The same rules were adopted as Formula Pacific (not to be confused with the US Formula Atlantic Pacific Championship) and races were run in Australia and New Zealand, where Formula Pacific became the top class of racing. For a few years the prestigious Macau Grand Prix was run to Formula Pacific rules before becoming a Formula Three race. South Africa also adopted Formula Atlantic rules, but later mandated that the cars were fitted with Mazda Wankel engines.
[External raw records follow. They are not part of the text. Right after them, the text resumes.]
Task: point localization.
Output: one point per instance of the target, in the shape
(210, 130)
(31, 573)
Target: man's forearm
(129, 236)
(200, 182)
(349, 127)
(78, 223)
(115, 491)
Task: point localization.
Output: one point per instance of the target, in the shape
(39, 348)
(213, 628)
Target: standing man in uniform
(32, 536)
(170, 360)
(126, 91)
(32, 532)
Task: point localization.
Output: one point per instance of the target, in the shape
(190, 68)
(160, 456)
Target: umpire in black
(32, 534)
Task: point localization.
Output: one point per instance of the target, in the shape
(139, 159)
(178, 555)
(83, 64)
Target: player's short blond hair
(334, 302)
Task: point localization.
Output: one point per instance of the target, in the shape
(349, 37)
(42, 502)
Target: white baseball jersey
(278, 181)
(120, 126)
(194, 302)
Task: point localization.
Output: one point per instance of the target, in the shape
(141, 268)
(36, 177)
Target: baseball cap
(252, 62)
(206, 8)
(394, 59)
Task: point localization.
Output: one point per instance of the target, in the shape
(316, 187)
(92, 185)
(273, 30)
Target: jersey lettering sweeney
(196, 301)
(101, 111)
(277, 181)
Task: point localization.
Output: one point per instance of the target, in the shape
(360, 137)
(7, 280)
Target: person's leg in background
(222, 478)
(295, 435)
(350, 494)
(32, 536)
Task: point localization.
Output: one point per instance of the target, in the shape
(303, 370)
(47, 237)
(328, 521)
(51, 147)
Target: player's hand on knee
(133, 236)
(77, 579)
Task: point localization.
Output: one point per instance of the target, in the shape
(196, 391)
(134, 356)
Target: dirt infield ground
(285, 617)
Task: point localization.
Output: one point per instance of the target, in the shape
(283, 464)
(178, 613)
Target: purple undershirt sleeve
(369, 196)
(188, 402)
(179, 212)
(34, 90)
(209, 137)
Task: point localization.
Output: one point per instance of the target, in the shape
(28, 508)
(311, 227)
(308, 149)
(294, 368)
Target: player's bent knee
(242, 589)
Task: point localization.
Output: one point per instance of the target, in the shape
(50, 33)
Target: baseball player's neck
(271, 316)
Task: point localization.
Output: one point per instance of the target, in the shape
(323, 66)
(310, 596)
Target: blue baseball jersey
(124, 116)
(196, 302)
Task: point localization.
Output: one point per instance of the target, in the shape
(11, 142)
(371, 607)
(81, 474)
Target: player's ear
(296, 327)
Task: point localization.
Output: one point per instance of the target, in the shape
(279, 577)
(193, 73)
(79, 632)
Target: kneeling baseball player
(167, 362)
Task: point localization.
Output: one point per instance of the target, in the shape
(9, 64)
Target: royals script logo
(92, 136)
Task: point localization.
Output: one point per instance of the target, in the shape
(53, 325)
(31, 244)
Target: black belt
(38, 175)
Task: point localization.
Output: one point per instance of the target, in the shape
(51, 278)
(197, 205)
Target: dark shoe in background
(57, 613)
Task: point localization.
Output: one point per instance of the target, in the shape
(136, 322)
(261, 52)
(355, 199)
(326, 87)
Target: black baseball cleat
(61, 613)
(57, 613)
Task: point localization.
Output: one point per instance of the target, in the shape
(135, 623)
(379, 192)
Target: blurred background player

In recognition of the global acceptance of the formula it was briefly renamed Formula Mondial in 1983, but this series failed to materialize.

Among Atlantic drivers in races through 1982 were Keke Rosberg, Gilles Villeneuve, Michael Andretti, Bobby Rahal, Howdy Holmes, Tom Gloy, Dave McMikllan, Kevin Cogan, Jacques Villeneuve Sr, Chris Kneifel and Roberto Moreno.

In 1983, Jon Norman, Gudrun and Rick Shea and Tim Fortner, formed West Coast Atlantic Racing - WCAR - and ran a series of professional races for Atlantic cars on the U.S. west coast, with Al Brizzard as Chief Steward. WCAR had originally sprung up with the FIA's "Formula Mondial" championship and when that folded prematurely, WCAR became Atlantic racing in the United States.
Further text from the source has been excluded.